2) Identify long-term Incident Management process vision
It is also important to understand what the organization expects from the Incident Management process. The expectation may be based on generic Incident Management templates included with the ITSM tool or a more custom process based on the organization’s specific needs.
3) Conduct a gap analysis
Next, identify what must be adjusted between the organization’s current Incident Management process and its long-term vision for Incident Management. This will arm you with valuable information about the effort, time, money and resources necessary to achieve your Incident Management objectives and you overall service goals.
4) Create an implementation road map
Adopting any ITIL process will take time to develop, and you will need a road map to help set expectations for management. Use that road map to describe the activities, timeframe and efforts necessary to deliver. This roadmap should include quick wins, tool implementation, process changes, people and organization enablement, communication plans and overall governance changes.
5) Begin project implementation
It’s time for implementation to begin. Create a project plan that defines the actions or tasks, responsibilities and time line for completion of all tasks. Communicate the successes along the way as you achieve each milestone, demonstrating your progress towards your ultimate implementation goal.
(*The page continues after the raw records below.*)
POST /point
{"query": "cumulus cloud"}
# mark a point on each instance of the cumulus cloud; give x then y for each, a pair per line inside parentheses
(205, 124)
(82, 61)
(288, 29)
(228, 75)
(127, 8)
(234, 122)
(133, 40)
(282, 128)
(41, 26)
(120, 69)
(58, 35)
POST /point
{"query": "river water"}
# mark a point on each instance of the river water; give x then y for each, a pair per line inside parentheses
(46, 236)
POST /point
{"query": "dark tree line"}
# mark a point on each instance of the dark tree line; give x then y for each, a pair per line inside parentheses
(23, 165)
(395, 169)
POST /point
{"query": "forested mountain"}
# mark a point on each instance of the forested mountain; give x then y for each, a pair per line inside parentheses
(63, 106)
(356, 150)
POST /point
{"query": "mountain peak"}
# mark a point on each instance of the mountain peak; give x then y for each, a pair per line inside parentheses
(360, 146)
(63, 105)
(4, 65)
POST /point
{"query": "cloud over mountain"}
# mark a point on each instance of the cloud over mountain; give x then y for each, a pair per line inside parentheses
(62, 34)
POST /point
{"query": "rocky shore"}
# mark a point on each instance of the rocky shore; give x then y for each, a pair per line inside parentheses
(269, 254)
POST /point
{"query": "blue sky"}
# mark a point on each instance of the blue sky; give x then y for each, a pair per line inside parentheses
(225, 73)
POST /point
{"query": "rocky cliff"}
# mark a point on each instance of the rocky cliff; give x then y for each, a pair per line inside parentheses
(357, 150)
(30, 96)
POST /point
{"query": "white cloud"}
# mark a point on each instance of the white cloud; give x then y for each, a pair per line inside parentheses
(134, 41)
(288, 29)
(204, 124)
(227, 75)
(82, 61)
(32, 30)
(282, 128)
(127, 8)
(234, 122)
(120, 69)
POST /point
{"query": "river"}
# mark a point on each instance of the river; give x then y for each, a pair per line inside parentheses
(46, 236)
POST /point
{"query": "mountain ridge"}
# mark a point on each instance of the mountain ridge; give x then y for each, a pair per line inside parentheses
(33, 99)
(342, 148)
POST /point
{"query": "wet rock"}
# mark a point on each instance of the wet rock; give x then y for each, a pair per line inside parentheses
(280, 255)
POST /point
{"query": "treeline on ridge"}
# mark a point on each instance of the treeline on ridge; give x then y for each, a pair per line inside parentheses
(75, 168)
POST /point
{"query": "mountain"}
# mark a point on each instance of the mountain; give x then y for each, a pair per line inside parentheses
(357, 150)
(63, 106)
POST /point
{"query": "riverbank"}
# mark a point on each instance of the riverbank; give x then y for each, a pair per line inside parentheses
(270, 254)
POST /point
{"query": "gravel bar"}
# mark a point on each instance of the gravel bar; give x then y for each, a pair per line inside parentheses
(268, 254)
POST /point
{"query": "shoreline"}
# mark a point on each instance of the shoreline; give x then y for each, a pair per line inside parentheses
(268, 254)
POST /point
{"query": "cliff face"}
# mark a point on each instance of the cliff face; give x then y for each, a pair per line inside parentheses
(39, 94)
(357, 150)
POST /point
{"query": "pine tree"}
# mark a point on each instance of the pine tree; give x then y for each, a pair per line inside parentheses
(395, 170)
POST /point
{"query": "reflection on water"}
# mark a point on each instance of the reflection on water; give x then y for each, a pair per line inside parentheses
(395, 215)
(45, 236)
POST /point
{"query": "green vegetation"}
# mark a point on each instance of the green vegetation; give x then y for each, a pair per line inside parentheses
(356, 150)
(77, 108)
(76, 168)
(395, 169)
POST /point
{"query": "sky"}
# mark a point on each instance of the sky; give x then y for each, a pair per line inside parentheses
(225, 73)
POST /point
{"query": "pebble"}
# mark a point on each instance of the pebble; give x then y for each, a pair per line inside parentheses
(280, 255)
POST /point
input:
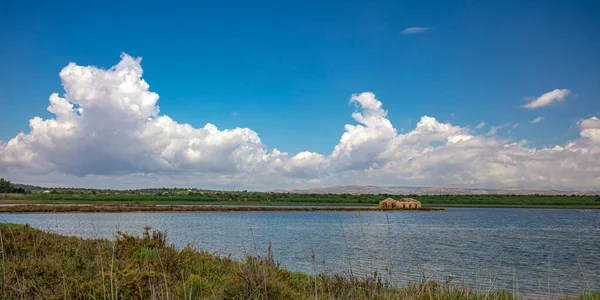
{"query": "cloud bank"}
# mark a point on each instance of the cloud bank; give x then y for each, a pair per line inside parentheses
(548, 98)
(107, 127)
(414, 30)
(537, 120)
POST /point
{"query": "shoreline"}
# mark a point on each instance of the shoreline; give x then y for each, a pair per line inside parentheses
(119, 208)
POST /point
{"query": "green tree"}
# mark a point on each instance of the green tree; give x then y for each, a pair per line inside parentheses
(6, 186)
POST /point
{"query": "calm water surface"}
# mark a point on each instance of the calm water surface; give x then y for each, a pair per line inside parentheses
(537, 251)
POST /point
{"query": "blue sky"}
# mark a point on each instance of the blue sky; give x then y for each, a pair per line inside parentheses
(287, 70)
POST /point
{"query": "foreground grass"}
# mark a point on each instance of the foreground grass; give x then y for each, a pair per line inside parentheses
(41, 265)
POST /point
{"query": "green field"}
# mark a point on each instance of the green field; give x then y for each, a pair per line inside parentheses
(181, 196)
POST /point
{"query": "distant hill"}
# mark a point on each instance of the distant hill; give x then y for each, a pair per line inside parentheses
(368, 189)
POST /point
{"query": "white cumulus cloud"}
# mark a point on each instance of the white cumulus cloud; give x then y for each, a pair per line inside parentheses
(548, 98)
(107, 130)
(537, 120)
(414, 30)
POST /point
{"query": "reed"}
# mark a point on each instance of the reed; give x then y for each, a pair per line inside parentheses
(42, 265)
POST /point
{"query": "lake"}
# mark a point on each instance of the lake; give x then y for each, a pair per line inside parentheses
(532, 251)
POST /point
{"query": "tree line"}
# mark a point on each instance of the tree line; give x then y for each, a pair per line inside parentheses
(8, 187)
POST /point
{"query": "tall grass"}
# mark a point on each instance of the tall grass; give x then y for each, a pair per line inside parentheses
(42, 265)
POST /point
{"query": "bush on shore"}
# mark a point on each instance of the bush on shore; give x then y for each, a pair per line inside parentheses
(41, 265)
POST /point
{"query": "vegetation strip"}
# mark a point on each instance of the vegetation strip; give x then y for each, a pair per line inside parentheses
(41, 265)
(51, 208)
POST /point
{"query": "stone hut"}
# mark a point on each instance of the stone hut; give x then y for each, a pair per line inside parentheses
(404, 203)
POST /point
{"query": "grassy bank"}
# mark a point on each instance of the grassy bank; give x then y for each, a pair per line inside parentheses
(280, 199)
(129, 207)
(41, 265)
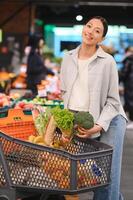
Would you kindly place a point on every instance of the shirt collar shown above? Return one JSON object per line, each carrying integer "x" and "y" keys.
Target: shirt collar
{"x": 99, "y": 53}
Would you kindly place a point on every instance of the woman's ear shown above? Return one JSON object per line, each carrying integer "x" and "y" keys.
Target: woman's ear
{"x": 100, "y": 41}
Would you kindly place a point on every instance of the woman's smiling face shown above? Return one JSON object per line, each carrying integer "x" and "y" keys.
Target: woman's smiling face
{"x": 92, "y": 32}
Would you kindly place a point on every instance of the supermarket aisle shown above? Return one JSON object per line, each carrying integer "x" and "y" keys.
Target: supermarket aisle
{"x": 127, "y": 166}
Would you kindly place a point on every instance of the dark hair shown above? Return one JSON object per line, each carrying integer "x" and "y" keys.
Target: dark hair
{"x": 104, "y": 22}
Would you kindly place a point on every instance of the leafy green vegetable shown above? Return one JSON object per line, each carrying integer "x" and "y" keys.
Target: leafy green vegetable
{"x": 41, "y": 121}
{"x": 63, "y": 117}
{"x": 84, "y": 119}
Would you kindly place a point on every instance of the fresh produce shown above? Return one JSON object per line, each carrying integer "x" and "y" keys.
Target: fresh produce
{"x": 64, "y": 120}
{"x": 41, "y": 119}
{"x": 5, "y": 100}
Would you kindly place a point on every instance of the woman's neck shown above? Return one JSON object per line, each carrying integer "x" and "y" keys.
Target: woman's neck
{"x": 86, "y": 51}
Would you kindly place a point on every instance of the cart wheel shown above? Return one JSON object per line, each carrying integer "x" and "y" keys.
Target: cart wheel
{"x": 3, "y": 197}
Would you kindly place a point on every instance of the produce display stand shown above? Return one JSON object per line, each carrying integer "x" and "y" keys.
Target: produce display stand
{"x": 27, "y": 168}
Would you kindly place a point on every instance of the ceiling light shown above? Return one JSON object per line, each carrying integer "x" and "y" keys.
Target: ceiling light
{"x": 79, "y": 17}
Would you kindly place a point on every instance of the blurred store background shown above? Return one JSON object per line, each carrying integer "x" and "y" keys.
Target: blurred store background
{"x": 59, "y": 23}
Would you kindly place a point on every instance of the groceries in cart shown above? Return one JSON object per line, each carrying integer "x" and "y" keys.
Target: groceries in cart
{"x": 46, "y": 123}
Feature Checklist for Incident Management Software
For IT organizations evaluating Incident Management software and/or IT service management suites that offer Incident Management capabilities, it is important to understand the types of features required to support key processes. At a minimum, Incident Management software should provide the following capabilities:
- Create, modify, resolve, and close incident records
- Generate unique record numbers associated with each incident record
- Link incidents to problem records, knowledge articles, known workarounds, and requests for change
- Link configuration management data to incident record
- Notify incident owners when associated problem is resolved
- Automatically record of historical data in an audit log
- Configurable incident categorization
- Incident search and reporting capabilities
- Route incidents based on resource availability, time-zones, sites, etc.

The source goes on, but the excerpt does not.